Typically, a company sales staff would love a client organization to write a testimonial that hits on each one of its strategic sales points. Let’s say that for Company A, those are

• trendy design

• rapid delivery

• customization of the product (on large orders)

• local service contractors for rapid repairs

The problem is that few customers are involved with all four sales points. The company that loved your trendy design and quick delivery has never called you for repairs. The company that loved your customization and needed a quick repair had no need for rapid delivery and barely noticed your product design.

It may also be that the customer who loved the design and delivery was disappointed when the repair work was bungled.

And yet, the expectation is that the client somehow sees you exactly as you see your (idealized) self.

Talk is cheap; hard data requires senior management

The sales force’s “dream” testimonial is filled with numbers that substantiate the customer’s high opinions of your work and quantify the difference your product or service made in their operations: With your service contract, they experienced 50% less downtime than they had while getting service from your competitor.
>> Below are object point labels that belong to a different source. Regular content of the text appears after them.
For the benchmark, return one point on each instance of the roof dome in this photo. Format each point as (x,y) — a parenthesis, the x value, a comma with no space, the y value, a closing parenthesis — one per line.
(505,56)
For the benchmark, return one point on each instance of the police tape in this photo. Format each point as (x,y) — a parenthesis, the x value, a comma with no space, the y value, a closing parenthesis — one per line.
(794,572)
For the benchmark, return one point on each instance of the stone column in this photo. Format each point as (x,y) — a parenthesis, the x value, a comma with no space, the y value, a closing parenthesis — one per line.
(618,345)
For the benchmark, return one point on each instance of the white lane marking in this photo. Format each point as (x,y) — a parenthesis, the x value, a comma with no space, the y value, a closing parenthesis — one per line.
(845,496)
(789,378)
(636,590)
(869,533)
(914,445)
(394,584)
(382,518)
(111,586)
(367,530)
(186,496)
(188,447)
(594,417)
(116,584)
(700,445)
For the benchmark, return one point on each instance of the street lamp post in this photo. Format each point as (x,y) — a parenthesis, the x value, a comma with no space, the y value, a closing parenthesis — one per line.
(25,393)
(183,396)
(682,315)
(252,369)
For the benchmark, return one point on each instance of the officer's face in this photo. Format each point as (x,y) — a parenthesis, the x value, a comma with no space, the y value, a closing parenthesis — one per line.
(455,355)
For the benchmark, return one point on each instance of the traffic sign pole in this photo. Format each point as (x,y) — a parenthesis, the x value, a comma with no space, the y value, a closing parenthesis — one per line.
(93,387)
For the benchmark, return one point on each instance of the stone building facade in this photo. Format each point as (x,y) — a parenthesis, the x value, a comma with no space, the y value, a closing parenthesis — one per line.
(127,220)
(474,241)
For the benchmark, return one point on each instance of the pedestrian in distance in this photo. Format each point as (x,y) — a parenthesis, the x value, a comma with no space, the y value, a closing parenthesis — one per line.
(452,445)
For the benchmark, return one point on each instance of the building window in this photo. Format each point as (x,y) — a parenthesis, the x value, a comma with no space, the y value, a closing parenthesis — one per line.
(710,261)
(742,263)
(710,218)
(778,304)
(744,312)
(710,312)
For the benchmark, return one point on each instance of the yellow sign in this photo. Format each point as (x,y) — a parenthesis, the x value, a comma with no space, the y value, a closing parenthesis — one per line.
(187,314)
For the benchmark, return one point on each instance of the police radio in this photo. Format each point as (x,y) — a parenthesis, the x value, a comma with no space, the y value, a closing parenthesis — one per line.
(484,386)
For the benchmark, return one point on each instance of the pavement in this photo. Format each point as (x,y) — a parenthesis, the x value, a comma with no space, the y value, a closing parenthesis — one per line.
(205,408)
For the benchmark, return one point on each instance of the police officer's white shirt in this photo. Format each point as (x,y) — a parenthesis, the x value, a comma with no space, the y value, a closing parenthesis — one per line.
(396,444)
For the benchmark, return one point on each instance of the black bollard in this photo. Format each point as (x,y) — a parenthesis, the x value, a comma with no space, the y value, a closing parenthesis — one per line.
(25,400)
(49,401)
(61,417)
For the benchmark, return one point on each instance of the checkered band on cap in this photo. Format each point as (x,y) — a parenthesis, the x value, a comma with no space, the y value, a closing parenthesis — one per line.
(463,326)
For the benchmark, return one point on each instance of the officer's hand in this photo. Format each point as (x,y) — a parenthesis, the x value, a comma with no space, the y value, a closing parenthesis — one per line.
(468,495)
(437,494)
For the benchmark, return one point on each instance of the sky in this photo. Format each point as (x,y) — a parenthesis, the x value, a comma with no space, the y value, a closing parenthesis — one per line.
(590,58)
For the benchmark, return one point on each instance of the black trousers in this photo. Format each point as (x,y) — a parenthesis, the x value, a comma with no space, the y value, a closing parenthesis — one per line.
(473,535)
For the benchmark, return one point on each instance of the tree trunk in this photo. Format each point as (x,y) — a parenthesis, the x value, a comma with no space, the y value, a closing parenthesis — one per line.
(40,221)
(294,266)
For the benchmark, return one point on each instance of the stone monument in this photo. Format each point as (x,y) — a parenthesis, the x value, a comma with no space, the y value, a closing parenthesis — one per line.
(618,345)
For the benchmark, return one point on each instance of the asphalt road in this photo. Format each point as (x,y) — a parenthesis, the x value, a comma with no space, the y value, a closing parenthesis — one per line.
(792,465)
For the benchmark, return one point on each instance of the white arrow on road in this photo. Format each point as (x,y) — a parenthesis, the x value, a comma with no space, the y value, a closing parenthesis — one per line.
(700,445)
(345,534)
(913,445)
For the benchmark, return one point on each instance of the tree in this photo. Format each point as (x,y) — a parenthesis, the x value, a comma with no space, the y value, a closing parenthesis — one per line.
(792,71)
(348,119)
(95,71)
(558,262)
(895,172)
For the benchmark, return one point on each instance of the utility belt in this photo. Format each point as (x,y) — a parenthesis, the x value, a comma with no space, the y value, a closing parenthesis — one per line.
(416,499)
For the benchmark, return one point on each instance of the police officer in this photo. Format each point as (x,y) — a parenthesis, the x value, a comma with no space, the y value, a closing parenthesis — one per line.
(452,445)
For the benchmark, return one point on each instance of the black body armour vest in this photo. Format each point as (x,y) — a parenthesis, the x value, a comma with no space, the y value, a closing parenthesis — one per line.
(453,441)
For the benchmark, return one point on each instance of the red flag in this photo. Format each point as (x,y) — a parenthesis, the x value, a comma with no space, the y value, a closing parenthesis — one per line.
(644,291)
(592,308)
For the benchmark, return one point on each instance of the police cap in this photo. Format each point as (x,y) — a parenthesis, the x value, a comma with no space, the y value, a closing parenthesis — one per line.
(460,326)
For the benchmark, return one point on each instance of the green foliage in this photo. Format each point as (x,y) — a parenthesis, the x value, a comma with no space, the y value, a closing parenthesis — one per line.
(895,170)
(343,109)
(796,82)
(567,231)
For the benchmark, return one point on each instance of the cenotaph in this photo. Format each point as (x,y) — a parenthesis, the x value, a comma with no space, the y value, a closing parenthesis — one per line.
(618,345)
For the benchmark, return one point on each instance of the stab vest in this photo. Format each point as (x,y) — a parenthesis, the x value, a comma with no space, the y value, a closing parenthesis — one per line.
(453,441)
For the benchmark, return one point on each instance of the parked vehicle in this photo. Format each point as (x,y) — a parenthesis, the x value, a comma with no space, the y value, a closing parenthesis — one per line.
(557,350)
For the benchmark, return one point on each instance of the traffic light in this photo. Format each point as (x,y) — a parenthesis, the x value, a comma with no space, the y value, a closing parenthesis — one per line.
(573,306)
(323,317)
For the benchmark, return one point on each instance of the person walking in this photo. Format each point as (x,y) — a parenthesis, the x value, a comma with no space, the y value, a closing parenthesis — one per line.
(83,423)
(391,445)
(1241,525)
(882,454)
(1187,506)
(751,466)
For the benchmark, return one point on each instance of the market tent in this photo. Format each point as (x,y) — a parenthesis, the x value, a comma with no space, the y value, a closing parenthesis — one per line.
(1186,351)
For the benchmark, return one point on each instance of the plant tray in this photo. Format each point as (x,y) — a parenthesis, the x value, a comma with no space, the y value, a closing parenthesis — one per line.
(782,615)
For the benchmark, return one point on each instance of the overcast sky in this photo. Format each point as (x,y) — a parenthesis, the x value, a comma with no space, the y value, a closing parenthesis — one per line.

As a result of your product’s trendy design, they doubled their sales to 20-somethings and high-spending homeowners.

Ah, but the problem is that the store manager or buyer for your customer’s organization has no authority to reveal that business-sensitive data. They know that the CEO or CFO of their company would need to sign off on it — and might well decline to make that sort of business data public. All they are authorized to give you are kind words and soft generalizations: They love your great customer service, and 20-somethings like your nice designs.

The CEO or a VP of Company A could, of course, ask his or her counterpart at Company B to make the endorsement. But, in practice, that sort of “ask” is rarely on a CEO’s or VP’s radar.

The good news

I’m not leaving you with much good news if you’re in the business of soliciting or writing client testimonials, but there is a silver lining for those of you who read them: If you come across a detailed, comprehensive testimonial — for an individual or for a company — you can pretty much be assured that it’s well deserved.